While forum selection clauses generally are presumed prima facie valid, a forum selection clause may be unconscionable if the "place or manner" in which arbitration is to occur is unreasonable taking into account "the respective circumstances of the parties." Comb v. PayPal, Inc., 218 F. Supp. 2d 1165 (N.D. Cal. 2002) (citing Bolter v. Superior Court, 87 Cal.App.4th 900, 909 (2001)). In Bolter,the court found that enforcement of a Utah forum selection clause providing would be cost prohibitive in light of fact that the potential claimants located around the country would be required to retain counsel familiar with Utah law.
In California, provisions in contracts of adhesion that require consumers to waive their right to a class action remedy will be found unconscionable where: 1) the contract is made "in a setting in which disputes between the contracting parties predictably involve small amounts of damages," and 2) "it is alleged that the party with the superior bargaining power has carried out a scheme to deliberately cheat large numbers of consumers out of individually small sums of money." Discover Bank v. Superior Court, 113 P.3d 1100, 1110, 36 Cal. 4th 148 (2005) (interpreting Cal. Civ. Code § 1668), see also Aval v. Earthlink, Inc., 134 Cal. App. 4th 544, 557 (2005) (applying Discover Bank to Earthlink's DSL Terms and Conditions to render the class action waiver unenforceable).

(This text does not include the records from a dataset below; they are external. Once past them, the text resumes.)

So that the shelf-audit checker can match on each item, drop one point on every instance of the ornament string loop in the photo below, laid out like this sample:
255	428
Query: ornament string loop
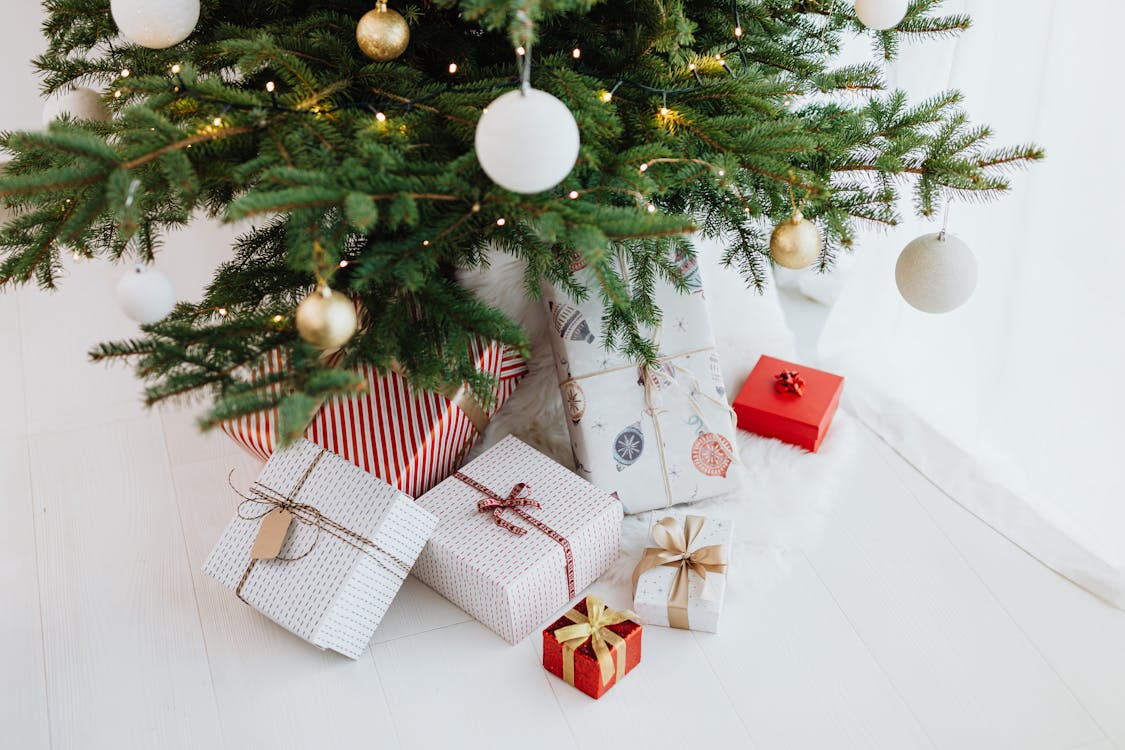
515	502
309	515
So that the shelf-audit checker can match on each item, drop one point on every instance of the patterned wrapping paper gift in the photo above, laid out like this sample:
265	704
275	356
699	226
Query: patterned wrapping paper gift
331	569
407	437
655	436
519	538
682	579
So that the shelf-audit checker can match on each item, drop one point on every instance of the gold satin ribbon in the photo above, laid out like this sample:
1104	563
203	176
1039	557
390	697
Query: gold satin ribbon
594	626
676	549
460	397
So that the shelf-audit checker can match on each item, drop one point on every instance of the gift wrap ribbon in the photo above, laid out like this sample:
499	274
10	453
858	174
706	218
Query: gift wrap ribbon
518	499
676	549
284	507
594	626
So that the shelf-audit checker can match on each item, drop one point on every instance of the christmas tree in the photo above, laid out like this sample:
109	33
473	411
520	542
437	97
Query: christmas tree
361	175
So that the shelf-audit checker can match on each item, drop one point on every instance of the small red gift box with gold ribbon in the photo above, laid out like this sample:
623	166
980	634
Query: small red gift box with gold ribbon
593	647
789	401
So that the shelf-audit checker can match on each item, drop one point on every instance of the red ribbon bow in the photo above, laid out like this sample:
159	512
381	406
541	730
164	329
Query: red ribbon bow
790	381
497	505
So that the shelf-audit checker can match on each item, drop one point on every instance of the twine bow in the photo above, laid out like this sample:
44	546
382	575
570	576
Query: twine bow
789	381
594	626
676	549
308	515
515	502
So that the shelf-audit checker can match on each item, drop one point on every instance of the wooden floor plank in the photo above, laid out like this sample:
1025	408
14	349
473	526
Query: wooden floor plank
961	662
1078	634
24	715
125	658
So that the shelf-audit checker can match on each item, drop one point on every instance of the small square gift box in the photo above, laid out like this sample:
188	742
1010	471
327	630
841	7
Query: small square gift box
408	437
681	581
791	403
321	547
519	536
593	647
657	435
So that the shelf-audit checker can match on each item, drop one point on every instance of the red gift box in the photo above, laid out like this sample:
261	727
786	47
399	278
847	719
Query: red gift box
592	647
793	408
408	437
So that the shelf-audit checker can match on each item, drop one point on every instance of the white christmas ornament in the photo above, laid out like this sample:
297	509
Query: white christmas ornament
527	141
80	104
881	15
936	272
145	295
155	24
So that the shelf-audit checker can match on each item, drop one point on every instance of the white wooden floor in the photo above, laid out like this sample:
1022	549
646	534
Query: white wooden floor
908	624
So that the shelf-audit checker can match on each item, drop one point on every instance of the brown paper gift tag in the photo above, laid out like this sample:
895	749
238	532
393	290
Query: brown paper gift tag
271	534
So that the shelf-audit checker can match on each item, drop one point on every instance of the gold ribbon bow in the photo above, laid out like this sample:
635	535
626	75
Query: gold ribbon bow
676	549
594	626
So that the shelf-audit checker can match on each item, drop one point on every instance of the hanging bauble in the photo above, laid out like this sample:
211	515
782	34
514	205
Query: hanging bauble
936	272
155	24
326	318
145	295
795	242
383	34
79	104
881	15
527	141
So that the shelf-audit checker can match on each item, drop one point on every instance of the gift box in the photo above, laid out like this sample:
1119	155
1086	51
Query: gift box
593	647
321	547
408	437
789	401
519	536
681	580
657	435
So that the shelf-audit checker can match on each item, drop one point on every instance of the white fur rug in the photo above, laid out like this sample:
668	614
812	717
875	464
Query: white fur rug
786	493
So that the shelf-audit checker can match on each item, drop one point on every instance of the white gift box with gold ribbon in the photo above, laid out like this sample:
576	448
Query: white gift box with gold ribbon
682	579
321	547
655	436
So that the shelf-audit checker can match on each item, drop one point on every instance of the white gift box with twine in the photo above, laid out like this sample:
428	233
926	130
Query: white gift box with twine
658	435
321	547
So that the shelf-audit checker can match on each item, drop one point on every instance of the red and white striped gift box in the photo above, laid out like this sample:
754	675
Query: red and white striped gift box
408	437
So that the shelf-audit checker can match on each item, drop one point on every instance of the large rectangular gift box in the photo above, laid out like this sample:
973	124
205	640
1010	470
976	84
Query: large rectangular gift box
789	401
655	436
519	538
321	547
682	579
408	437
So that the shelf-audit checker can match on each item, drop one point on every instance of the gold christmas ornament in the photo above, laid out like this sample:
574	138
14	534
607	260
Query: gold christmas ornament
326	318
383	34
795	242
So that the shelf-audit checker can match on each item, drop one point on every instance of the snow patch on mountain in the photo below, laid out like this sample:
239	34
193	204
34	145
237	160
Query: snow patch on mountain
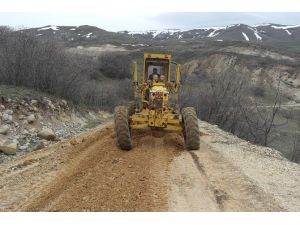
51	27
245	36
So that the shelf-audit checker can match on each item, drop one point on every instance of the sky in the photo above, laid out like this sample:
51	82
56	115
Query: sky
140	15
145	21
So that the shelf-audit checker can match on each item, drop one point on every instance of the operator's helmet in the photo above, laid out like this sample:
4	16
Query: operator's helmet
155	77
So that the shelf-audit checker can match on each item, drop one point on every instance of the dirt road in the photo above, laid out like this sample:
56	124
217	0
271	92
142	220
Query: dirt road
92	174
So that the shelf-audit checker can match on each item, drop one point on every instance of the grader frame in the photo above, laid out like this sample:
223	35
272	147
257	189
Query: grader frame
155	104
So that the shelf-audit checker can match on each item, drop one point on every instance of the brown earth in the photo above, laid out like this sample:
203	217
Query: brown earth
92	174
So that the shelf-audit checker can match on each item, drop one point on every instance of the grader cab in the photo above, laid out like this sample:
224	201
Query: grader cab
155	103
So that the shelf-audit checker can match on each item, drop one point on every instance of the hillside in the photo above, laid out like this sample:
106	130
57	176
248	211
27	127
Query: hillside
238	32
89	35
31	120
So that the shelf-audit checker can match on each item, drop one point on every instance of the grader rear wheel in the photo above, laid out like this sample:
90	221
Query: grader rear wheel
191	129
122	128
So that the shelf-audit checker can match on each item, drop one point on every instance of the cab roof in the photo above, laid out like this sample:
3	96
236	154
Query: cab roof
157	56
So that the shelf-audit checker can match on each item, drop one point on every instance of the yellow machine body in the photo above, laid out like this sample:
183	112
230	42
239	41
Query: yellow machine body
153	107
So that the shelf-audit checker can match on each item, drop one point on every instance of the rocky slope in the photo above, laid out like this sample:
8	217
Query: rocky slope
256	63
90	35
237	32
31	122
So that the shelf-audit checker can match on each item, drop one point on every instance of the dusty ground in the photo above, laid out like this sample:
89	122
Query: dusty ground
92	174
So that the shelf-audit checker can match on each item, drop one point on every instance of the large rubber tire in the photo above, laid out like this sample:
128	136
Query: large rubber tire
122	128
191	131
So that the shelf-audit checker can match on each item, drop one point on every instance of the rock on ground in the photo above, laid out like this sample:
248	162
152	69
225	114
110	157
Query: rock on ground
4	129
47	133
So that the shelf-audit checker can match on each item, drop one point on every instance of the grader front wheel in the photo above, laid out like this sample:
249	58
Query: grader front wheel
191	129
122	128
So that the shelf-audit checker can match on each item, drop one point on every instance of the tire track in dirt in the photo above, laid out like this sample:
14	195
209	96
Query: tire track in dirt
158	174
103	178
214	184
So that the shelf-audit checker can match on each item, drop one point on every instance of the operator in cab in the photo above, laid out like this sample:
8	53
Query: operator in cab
151	76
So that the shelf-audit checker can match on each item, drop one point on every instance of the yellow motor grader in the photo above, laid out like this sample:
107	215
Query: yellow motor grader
155	103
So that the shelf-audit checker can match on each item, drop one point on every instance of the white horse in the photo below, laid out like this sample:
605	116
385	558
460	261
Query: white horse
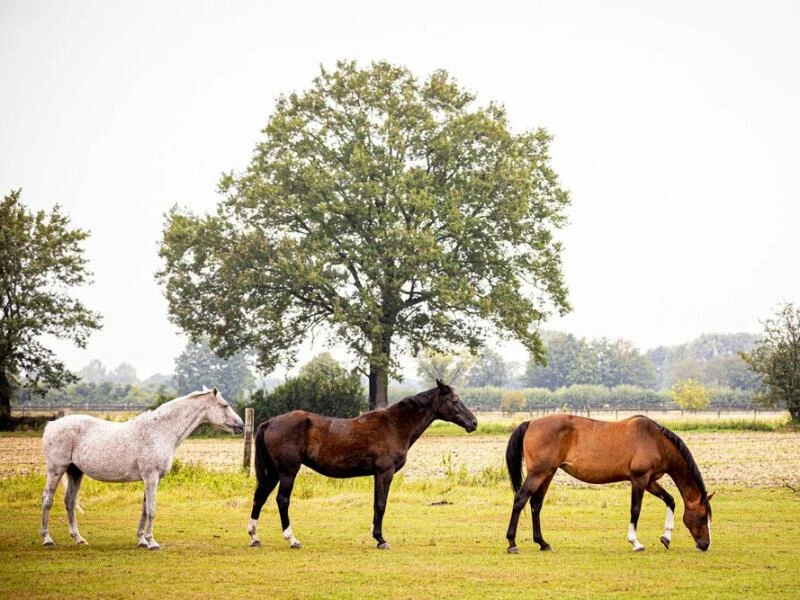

Davidson & Associates, Inc. v. Internet Gateway, Inc., 334 F. Supp. 2d 1164 (E.D. Mo. 2004) The court found that an EULA was not substantively unconscionable because the terms did not "shock the conscience." The court dismissed the defendant's unconscionability argument that no reasonable person would think that acceptance of an EULA was required to play an online video game.
Bragg v. Linden Research, Inc. (E.D.P.A. May 30, 2007) (finding arbitration clause in Terms of Service for virtual world Second Life both procedurally and substantively unconscionable).